Dobbiamo però ringraziare tutti gli operatori, gli animatori ed educatori, che non hanno mai interrotto il complesso lavoro di mediazione ospiti-parenti in varie forme, per rendere possibili momenti di incontro, espressioni di affetto.

Un grazie anche ai familiari, che hanno accettato con discrezione e benevolenza questa situazione eccezionale, valorizzando gli aspetti positivi, in attesa di una piena liberazione della vita di relazione, sacrificata in nome della riduzione dei rischi per la salute.

Chi ha potuto godere, anche quest’anno, di un periodo di ferie, di vacanza, avrà certamente saputo apprezzare in modo nuovo la libertà e il contatto con la natura.

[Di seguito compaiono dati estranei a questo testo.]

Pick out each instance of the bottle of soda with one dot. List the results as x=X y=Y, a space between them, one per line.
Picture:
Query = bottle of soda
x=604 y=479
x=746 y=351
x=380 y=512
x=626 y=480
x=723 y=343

Per me, nato sulle Piccole Dolomiti, il ritorno alle mie montagne e ai luoghi della mia infanzia ha permesso di guardare il mondo, la vita, dall’alto, spaziando dalla montagna, alla collina, alla pianura e spingendo lo sguardo fino al mare, all’orizzonte e sentirmi parte del creato, di immergermi nella natura, di raccogliere da essa un inno di ringraziamento a Dio. Dopo questa “ricarica” di vita e di speranza, mi auguro di trovare nuovi stimoli per chinarmi sulle fragilità e debolezze delle persone a me affidate e spero che anche tanti nostri operatori sentano la responsabilità di infondere nuova fiducia nella vita dei nostri ospiti, nonostante tutti i limiti, le debolezze, le paure.

Mi viene spontaneo richiamare l’esperienza di Frate Ave Maria, divenuto cieco a 12 anni e che, dopo aver incontrato Don Orione, è vissuto chiuso in un eremo tutta la vita. Eppure era felice. Scriveva: “Un cieco, grande peccatore, perdonato da Dio, in abito di penitente, chiuso fra le quattro mura di un eremo, che è felice; tanto felice da avere grande compassione dei più ricchi, dei più potenti, dei più sapienti di questo mondo, ma che non hanno fede, ma che non hanno amor di Dio. Questo cieco, questo ammalato, questo solitario è felice; di una felicità non egoista, perché piange per la infelicità altrui. E prega il suo Dio e la sua Madre Celeste, affinché il numero degli infelici sia ridotto a più pochi che è possibile”.

I Santi sanno guardare il mondo, la vita, dall’alto, con gli occhi di Dio.

Con un poco di invidia, lasciamoci attrarre dal loro esempio.